Print Recipe
Peking Roast
 
recipe image
Prep Time: 15 Minutes
Cook Time: 360 Minutes
Ready In: 375 Minutes
Servings: 12
It seems that there are several versions of this recipe floating around. I have the clipping from Heloise's column side by side with a hand written recipe card with some variations. I've had both recipes for many years. Here's the versions from the recipe card. I've always made it this way and it's delicious. This is a great way to prepare the less expensive cuts of beef. Mixing two different cuts of beef imparts a blend of flavors that is very tasty.
Ingredients:
3 -5 lbs beef (use two different cuts such as chuck, boiling beef, brisket, etc.)
garlic, and
onion, slivers
1 cup vinegar
2 -3 tablespoons peanut oil
2 cups coffee, brewed strongly
1/2 cup gin (or whisky)
salt and pepper
Directions:
1. Take 2 cuts of beef and make deep slits in the meat.
2. Insert slivers of garlic and onions.
3. Marinate beef in 1 cup vinegar for 24 - 48 hours.

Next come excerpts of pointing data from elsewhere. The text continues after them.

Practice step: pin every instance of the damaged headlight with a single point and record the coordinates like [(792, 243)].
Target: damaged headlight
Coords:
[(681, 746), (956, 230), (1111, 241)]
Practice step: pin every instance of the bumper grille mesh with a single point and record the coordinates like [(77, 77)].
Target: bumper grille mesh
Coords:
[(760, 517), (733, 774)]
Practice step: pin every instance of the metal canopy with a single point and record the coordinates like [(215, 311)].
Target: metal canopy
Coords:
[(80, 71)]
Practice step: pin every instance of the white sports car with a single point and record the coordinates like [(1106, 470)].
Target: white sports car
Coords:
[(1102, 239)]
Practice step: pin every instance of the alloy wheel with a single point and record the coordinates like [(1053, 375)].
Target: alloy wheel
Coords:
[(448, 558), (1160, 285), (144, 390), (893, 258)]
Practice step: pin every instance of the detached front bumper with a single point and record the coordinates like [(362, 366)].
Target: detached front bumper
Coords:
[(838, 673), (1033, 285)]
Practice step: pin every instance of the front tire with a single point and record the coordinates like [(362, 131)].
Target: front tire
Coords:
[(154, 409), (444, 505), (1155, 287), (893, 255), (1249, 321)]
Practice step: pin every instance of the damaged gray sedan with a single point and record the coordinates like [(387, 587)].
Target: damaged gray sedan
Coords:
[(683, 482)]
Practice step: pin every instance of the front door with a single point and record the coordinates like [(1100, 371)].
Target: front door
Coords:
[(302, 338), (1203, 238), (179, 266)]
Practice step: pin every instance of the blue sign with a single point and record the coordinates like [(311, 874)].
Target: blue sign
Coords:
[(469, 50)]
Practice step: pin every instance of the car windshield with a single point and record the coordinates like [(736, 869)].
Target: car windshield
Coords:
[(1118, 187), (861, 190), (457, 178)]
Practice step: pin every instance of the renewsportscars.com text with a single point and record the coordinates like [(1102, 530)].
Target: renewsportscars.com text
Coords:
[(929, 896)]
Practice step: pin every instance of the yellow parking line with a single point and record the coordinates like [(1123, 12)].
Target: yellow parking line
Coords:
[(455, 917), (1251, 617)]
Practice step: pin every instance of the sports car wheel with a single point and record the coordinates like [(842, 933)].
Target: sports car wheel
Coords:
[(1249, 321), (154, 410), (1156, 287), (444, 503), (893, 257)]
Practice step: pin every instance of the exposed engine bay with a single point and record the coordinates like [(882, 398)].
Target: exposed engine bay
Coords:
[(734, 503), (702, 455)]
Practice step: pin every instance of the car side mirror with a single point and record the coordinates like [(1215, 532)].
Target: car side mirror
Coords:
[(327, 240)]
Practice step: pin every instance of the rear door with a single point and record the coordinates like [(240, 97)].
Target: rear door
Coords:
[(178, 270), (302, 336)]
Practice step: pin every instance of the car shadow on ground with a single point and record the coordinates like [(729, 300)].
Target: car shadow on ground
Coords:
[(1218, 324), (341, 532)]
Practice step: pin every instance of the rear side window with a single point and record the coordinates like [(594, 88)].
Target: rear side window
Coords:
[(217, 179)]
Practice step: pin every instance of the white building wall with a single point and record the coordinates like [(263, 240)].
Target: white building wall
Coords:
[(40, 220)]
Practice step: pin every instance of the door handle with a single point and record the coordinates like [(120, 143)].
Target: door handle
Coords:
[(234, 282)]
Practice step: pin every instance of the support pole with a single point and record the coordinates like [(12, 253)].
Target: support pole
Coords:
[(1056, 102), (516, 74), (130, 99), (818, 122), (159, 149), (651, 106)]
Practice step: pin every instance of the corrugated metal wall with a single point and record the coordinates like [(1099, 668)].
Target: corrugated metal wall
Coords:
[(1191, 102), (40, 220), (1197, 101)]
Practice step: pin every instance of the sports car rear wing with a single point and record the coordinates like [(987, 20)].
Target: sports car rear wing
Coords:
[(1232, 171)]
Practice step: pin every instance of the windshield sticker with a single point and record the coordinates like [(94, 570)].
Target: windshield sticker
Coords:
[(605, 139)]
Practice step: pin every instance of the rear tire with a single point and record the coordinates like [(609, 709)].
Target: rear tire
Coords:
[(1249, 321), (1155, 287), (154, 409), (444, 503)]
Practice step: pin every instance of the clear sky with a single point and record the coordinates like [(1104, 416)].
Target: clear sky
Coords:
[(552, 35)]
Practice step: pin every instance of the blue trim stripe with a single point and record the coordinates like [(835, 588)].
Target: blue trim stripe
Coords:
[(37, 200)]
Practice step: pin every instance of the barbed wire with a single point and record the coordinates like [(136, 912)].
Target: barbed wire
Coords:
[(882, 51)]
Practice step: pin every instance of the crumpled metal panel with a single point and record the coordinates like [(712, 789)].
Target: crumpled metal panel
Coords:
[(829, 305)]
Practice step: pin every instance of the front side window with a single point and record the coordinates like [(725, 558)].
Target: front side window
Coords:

4. When ready to cook, discard the vinegar.
5. Brown in hot oil until nearly burned on both sides.
6. Pour 2 cups of coffee over the beef, add 2 cups of water and cover.
7. Cook slowly at a simmer for 6 hours.
8. Do not add any seasonings until the last 20 minutes , then add salt and pepper.
9. 1/2 cup of gin or whisky may be added to the boiling mixture.
10. Additional water may be needed while cooking.
11. (Although this was originally a stove top method of cooking, it certainly could be cooked in a crock pot after having been browned.).